Performance analysis over Python and R for raster algebra - a case of NDVI calculation

We believe that tasks / studies that involve the massive analysis of vector and raster spatial data would become more popular in the near future. With massive analysis some factors became more relevant such as the computer memory, processor type, operating system and the programming language or platform used for the calculation.

We make a case study of raster analysis in Windows where the Python and R were installed with their spatial packages from conda repositories.
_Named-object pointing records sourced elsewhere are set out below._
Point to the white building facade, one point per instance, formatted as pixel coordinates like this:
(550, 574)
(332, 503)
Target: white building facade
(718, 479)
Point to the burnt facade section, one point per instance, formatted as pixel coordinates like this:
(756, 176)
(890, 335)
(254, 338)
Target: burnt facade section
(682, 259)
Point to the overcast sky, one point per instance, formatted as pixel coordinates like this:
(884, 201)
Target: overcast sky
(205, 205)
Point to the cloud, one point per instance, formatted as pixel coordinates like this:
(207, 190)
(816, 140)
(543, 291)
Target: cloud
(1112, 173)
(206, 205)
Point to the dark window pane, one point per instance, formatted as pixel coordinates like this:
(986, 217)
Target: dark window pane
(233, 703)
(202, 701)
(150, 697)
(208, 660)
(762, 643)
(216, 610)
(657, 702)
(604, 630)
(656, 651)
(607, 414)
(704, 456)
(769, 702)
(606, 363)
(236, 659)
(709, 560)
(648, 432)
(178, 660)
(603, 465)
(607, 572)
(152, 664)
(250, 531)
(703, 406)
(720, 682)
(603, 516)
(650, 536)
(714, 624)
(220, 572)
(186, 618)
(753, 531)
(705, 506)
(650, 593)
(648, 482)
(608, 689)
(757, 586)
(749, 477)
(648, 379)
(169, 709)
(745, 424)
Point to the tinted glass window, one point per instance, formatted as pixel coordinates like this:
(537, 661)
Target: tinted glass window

Our computer skills don't allow us to have a sense of the differences in the performance of these scripts in Linux.

We have separated the performance on two parts:

  1. The raster algebra of the NDVI = (NIR - RED) / (NIR+RED)

  2. The whole script that imports the bands, performs the algebra and saves a geospatial raster.
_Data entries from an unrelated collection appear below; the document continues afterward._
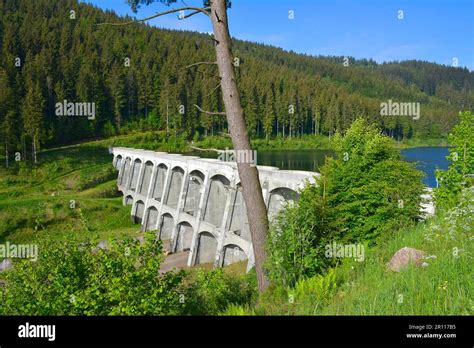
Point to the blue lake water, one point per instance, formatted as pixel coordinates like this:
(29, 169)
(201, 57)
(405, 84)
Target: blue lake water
(427, 159)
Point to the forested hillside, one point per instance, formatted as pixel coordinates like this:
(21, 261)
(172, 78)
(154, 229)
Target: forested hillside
(137, 71)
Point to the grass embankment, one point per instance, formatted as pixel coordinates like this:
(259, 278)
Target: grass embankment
(443, 286)
(70, 192)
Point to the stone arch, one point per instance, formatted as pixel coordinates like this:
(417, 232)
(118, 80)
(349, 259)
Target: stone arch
(128, 200)
(233, 253)
(216, 200)
(184, 237)
(238, 221)
(166, 226)
(177, 175)
(138, 212)
(135, 173)
(160, 178)
(145, 183)
(126, 171)
(278, 197)
(118, 162)
(206, 248)
(194, 192)
(151, 219)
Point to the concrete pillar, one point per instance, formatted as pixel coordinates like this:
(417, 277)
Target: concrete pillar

Performance on raster algebra

The raster algebra among the two Landsat bands took 0.28 seg on R while on Python it took 0.1 seg. From those times the Python script is almost 3 times faster than R on that part of the calculation.

Pyhon

R

Whole script

Both scripts were launched on an Anaconda terminal with different conda environments for Python and R. The purpose of this comparison was to measure the time the whole raster processing that includes the raster upload, the NDVI calculation as a function and the save of a geospatial raster. The R code has some warnings that could come with some incompatibilites from the Conda recipe.

Python script takes 1.5 seg while the R package takes 3.34 seg. Python is around 2.2x faster than R for this study case.

Python

R

Finally, we just want to mention that this is just a simple performance analysis of both programming languages. Criteria for the selection and use of a geospatial programming languaje should be evaluated on more complete evaluation.

2 Comments

Saul Montoya

Saul Montoya es Ingeniero Civil graduado de la Pontificia Universidad Católica del Perú en Lima con estudios de postgrado en Manejo e Ingeniería de Recursos Hídricos (Programa WAREM) de la Universidad de Stuttgart con mención en Ingeniería de Aguas Subterráneas y Hidroinformática.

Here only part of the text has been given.